Qui doit éduquer la jeunesse ? L’État, les parents, ou les deux ?

Culture | Congo | 17/01/2026

Qui doit éduquer la jeunesse ?  L’État, les parents, ou les deux ?
Qui doit éduquer la jeunesse ? L’État, les parents, ou les deux ?
Quand j’ai partagé la photo des pionniers de la révolution, je ne m’attendais absolument pas à la vague de nostalgie qu’elle a suscitée. Honnêtement, je pensais lire des commentaires du type : « c’est une période que j’aimerais oublier ». Mais c’est tout l’inverse qui s’est produit.

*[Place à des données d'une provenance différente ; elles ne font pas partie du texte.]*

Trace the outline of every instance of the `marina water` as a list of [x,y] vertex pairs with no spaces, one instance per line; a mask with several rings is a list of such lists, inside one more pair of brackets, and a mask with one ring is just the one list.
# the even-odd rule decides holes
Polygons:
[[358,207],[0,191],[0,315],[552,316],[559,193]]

Beaucoup ont regretté cette époque. Pas tant pour le régime lui-même, mais pour ce qu’ils estiment avoir perdu : la formation des jeunes, l’instruction civique, la discipline, l’amour du travail bien fait, le respect des valeurs sociales et républicaines.
Nombreux sont ceux qui pensent qu’il aurait fallu adapter le MNP et ses lois à la nouvelle société congolaise issue de la Conférence nationale souveraine, plutôt que de tout balayer.
En tant qu’enfant des années 2000, j’avoue que ces témoignages m’ont troublée. J’ai eu l’impression que nous ne parlions pas du même pays.
Mais lire ces commentaires m’a rappelé une phrase d’un de mes enseignants. Il disait :
« Avant, l’école c’était 50 % d’instruction et 50 % d’éducation (civique, morale). Aujourd’hui, ce n’est plus que de l’instruction. »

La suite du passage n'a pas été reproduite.